CN114248214A - Glue joint positioning device for semi-rigid substrate frame and grid

Info

Publication number: CN114248214A
Application number: CN202111534322.0A
Authority: CN
Inventors: 刘宝光; 魏海旭; 吴文平; 张贻启; 秦洪远; 董斌; 邢宝峰; 许桂平; 吴春燕; 周涛; 季夏军; 张娟娟
Original assignee: Shanghai Composite Material Science and Technology Co Ltd
Current assignee: Shanghai Composite Material Science and Technology Co Ltd
Priority date: 2021-12-15
Filing date: 2021-12-15
Publication date: 2022-03-29
Anticipated expiration: 2041-12-15
Also published as: CN114248214B

Abstract

The invention provides a device for gluing and positioning a semi-rigid substrate frame and a grid, belonging to the technical field of gluing and assembling of composite materials, comprising a frame, a synchronous lifting mechanism and a frame positioning mechanism; the synchronous lifting mechanism comprises a positioning frame, a mounting seat and a stud, the stud is rotatably arranged on the rack, the positioning frame is longitudinally movably arranged by the rotation of the stud, the mounting seat is arranged at the upper end part of the stud, and a fiber grid is arranged on the mounting seat; the frame positioning mechanism comprises a longitudinal slide rail, a transverse slide rail and a flange plate, wherein the transverse slide rail is arranged on the flange plate, the longitudinal slide rail is transversely arranged on the transverse slide rail in a sliding manner, and a carbon fiber frame is arranged on the longitudinal slide rail; the carbon fiber frame rotates through the rotation of the frame positioning mechanism to be positioned with the fiber grids, and the carbon fiber frame is lifted through the synchronous lifting mechanism to be fixed with the fiber grids. The invention ensures the stable process of bonding the carbon fiber frame and the fiber grid, realizes the adjustment of the frame, reduces the operators and improves the production efficiency.

Description

Glue joint positioning device for semi-rigid substrate frame and grid

Technical Field

The invention relates to the technical field of composite material gluing assembly, in particular to a semi-rigid substrate frame and grid gluing positioning device.

Background

The semi-rigid solar wing cell array has the advantages of resisting atomic oxygen, plasma, temperature alternation and the like in a low-orbit space environment, is applied to Tiangong I, and compared with a honeycomb sandwich structure type rigid substrate, the semi-rigid substrate is made into a grid panel by using a glass fiber woven mesh, applies a certain pretightening force through a tool, and is glued and bound on a frame formed by winding and die pressing a carbon fiber composite material. However, the semi-rigid substrate is usually large in structural size, large in corresponding carbon fiber frame size and large in fiber grid flexibility, and certain difficulty is brought to the glue joint assembly of the semi-rigid substrate and the carbon fiber frame. Aiming at the problems that when the existing semi-rigid substrate frame is bonded with a grid, the frame is positioned by adopting an independent auxiliary support frame, and the adjusting blocks are placed at the periphery of the grid frame to control the tension of the grid through self-weight pressurization, the existing process method is adopted, experienced operators are often required to spend a large amount of time to perform multiple times of adjustment, and meanwhile, multiple persons are required to complete the adjustment in a coordinated mode, so that the manpower is wasted.
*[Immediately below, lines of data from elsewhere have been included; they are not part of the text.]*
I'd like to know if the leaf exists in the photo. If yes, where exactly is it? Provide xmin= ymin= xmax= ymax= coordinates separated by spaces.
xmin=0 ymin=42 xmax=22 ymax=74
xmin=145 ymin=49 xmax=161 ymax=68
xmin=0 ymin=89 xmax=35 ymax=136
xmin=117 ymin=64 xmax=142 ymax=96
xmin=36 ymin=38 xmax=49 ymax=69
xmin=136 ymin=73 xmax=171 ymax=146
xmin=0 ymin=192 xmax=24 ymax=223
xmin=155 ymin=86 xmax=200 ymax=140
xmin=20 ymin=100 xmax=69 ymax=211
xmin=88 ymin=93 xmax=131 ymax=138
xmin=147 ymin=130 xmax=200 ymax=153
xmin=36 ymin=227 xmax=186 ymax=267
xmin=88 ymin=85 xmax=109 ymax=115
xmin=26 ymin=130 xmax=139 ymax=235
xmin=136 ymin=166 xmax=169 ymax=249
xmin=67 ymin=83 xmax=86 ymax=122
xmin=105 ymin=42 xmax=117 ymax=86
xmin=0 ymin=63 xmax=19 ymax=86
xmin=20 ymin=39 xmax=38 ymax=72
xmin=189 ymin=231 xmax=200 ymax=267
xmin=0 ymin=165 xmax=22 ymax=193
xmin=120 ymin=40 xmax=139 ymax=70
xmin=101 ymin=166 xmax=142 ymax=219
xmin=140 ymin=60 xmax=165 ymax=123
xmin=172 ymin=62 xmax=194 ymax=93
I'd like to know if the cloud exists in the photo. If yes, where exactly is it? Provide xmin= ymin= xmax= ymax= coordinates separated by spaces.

Found through prior art retrieval, chinese utility model patent publication number is CN214137390U, discloses a splice assembly fixture of guyed semi-rigid base plate frame, includes: the main beam symmetrical restraining fixture comprises a fixture body, a main beam symmetrical restraining fixture, a main beam frame symmetrical restraining fixture, a compression point joint symmetrical restraining fixture, a hinge joint symmetrical restraining fixture and an outer frame symmetrical restraining fixture; the frock body is a rectangle structure, includes: side I, side II, side III and side IV; the main beam symmetrical constraint tool, the main beam frame symmetrical constraint tool, the compression point joint symmetrical constraint tool, the hinge joint symmetrical constraint tool and the outer frame symmetrical constraint tool are all multiple and are symmetrically arranged in the rectangular structure and on two long edges and two short edges of the rectangular structure. This patent technique just has above-mentioned relevant problem, and this utility model frock is only to the assembly of splicing of base plate frame.

Disclosure of Invention

In view of the deficiencies in the prior art, it is an object of the present invention to provide a positioning device for the bonding of a semi-rigid substrate frame to a grid.

The invention provides a positioning device for semi-rigid substrate frame and grid gluing, which comprises a rack, a synchronous lifting mechanism and a frame positioning mechanism, wherein the rack is provided with a plurality of positioning holes;

the synchronous lifting mechanism comprises a positioning frame, a mounting seat and a stud, the stud is rotatably arranged on the rack, the positioning frame is longitudinally movably arranged by the rotation of the stud, the mounting seat is arranged at the upper end part of the stud and is statically arranged relative to the rotation of the stud, and a fiber grid is arranged on the mounting seat;

the frame positioning mechanism is arranged between the positioning frames and comprises longitudinal slide rails, transverse slide rails and a flange plate, the flange plate is rotatably arranged relative to the positioning frames, the transverse slide rails are arranged on the flange plate, the longitudinal slide rails are transversely arranged on the transverse slide rails in a sliding manner, and carbon fiber frames are arranged on the longitudinal slide rails;

the carbon fiber frame rotates through the rotation of the frame positioning mechanism to be positioned with the fiber grids, and the carbon fiber frame is lifted through the synchronous lifting mechanism to be fixed with the fiber grids.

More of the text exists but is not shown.